Green Goddess Asparagus
Rated 5.0 stars by 3 users
Category
Side dish
Author:
Bex Blundy
Servings
4-6
Prep Time
5 minutes
Cook Time
3 minutes
Green goddess asparagus is a simple spring asparagus side that pairs just-cooked prime-season asparagus with a creamy herb sauce. This herby asparagus recipe builds the sauce around soft green herbs and a base of crème fraîche or yoghurt, bringing a fresh, mildly tangy flavour that balances the gentle sweetness of the spears.
Ready in around 10 minutes, start to plate, it works as a quick weeknight side, a starter for a dinner party or part of a larger spring spread.
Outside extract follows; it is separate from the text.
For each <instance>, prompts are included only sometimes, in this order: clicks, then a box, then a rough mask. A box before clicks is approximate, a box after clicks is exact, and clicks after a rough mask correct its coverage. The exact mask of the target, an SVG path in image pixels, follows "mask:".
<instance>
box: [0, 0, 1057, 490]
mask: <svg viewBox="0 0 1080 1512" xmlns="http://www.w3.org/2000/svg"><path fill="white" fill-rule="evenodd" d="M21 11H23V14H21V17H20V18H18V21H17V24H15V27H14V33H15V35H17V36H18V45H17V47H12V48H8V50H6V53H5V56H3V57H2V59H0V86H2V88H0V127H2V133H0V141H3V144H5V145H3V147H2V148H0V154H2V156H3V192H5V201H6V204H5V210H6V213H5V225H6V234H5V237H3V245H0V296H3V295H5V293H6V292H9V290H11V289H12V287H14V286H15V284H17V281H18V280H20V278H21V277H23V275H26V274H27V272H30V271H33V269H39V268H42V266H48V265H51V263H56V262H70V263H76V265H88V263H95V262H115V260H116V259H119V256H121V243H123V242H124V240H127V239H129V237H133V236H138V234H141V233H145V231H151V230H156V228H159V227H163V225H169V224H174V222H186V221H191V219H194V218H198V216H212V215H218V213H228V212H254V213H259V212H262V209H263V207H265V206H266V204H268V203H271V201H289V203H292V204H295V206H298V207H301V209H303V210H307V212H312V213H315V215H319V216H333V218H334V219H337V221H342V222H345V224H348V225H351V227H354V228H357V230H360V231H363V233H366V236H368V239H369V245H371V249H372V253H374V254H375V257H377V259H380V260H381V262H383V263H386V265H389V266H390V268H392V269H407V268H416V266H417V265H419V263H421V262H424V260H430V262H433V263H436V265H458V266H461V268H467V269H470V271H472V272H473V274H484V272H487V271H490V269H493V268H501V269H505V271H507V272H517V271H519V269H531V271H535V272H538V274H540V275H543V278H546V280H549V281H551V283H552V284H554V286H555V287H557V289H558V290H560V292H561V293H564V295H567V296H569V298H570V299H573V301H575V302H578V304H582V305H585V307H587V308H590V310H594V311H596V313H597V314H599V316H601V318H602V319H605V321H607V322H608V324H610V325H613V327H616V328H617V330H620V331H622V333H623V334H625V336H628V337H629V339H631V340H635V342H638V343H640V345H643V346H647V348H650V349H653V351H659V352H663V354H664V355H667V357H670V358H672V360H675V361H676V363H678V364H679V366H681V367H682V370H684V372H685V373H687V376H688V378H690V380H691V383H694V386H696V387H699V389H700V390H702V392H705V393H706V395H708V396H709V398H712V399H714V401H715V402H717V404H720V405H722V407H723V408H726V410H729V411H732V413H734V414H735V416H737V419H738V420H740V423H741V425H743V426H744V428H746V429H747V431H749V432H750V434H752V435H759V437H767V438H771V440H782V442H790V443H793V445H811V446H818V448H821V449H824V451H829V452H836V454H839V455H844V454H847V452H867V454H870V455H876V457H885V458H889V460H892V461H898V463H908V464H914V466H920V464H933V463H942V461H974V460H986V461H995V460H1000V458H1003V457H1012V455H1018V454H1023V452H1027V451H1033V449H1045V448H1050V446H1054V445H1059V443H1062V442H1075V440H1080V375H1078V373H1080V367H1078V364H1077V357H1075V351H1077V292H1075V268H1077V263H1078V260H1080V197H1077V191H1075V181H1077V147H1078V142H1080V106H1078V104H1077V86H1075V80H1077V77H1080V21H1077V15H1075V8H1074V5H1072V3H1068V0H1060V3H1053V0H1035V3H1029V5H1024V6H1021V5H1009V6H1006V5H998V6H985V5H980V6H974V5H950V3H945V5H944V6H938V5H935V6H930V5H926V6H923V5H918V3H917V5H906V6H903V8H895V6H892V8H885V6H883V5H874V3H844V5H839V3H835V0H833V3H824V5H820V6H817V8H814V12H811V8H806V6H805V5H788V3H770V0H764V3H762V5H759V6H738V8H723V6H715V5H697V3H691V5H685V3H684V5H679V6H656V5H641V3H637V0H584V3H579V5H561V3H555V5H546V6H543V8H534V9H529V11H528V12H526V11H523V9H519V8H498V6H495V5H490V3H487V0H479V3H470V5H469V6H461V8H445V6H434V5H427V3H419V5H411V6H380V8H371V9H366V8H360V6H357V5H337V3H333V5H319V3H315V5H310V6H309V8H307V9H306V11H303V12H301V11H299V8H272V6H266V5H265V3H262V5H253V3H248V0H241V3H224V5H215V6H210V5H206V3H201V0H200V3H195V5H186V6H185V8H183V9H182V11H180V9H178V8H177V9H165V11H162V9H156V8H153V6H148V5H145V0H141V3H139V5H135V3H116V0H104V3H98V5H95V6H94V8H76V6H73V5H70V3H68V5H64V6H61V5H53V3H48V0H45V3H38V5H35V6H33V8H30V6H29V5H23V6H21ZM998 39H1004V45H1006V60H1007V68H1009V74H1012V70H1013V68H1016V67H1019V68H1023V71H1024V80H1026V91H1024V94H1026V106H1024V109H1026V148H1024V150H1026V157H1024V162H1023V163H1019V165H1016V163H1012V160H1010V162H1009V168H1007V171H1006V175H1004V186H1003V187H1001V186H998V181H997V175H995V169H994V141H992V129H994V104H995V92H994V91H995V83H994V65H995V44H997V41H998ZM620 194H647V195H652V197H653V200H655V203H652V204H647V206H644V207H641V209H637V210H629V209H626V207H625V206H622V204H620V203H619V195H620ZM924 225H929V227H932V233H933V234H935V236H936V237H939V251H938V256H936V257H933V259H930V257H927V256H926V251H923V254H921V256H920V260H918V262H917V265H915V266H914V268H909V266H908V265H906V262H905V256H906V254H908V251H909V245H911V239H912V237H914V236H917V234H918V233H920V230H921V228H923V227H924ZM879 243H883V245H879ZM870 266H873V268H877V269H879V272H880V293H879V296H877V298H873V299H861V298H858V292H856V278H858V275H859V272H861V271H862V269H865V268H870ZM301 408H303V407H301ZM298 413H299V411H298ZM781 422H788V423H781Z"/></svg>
The sauce keeps well for a couple of days and works equally well over salads, fish or new potatoes.
Ingredients
-
125g green asparagus
-
Handful fresh mint
-
Handful fresh parsley
-
Handful fresh dill
-
1 teaspoon capers
-
1 clove garlic
-
Zest and juice of 1 lemon
-
100g crème fraiche
-
Salt, to season
Directions
Prepare for the asparagus: Heat a pan of well-salted water until it reaches a rolling boil. Prepare a bowl of ice water on the side.
Blanch the asparagus: For 3 minutes, then plunge into the ice water bowl as soon as 3 mins is up.
Make the sauce: By blending together the herbs, the garlic clove, the lemon juice and zest, the crème fraiche and some salt, to taste.
Serve: Spread the sauce onto a serving plate and top with the asparagus spears. Add a garnish of additional lemon zest and a pinch of flaky sea salt.
Recipe Video
Recipe Note
About Green Goddess Sauce
Green goddess sauce is a Californian creation from the 1920s, traditionally built around a base of mayonnaise or sour cream blitzed with anchovies, tarragon, chives, parsley and lemon. The modern version sits lighter on the plate, often leaning on crème fraîche, yoghurt or buttermilk to lift the dressing without losing its herby weight.
Pairing this creamy herb sauce with prime British asparagus is a natural fit: the gentle sweetness of just-cooked spears finds a soft anchor in the creamy base, while the soft herbs and lemon brighten the whole plate.The sauce reads as a finished dressing on its own and stores well for a couple of days.
Asparagus FAQs
When is asparagus in season?
In the UK, asparagus is in season and at it's best between April and July.
What does asparagus taste like?
Asparagus is a fresh and light spring vegetable with a mild flavour, so it can take a lot of zippy acidity from lemons or vinegar, and plenty of salt!
How to cook asparagus?
Blanching asparagus in boiling, salted water for 3 minutes, then plunging it immediately into a prepared bowl of ice water, will ensure it stays vibrantly green and with a toothsome texture. We also like to grill asparagus on high heat for a few minutes, or sear it with butter in a pan until it takes on some colour.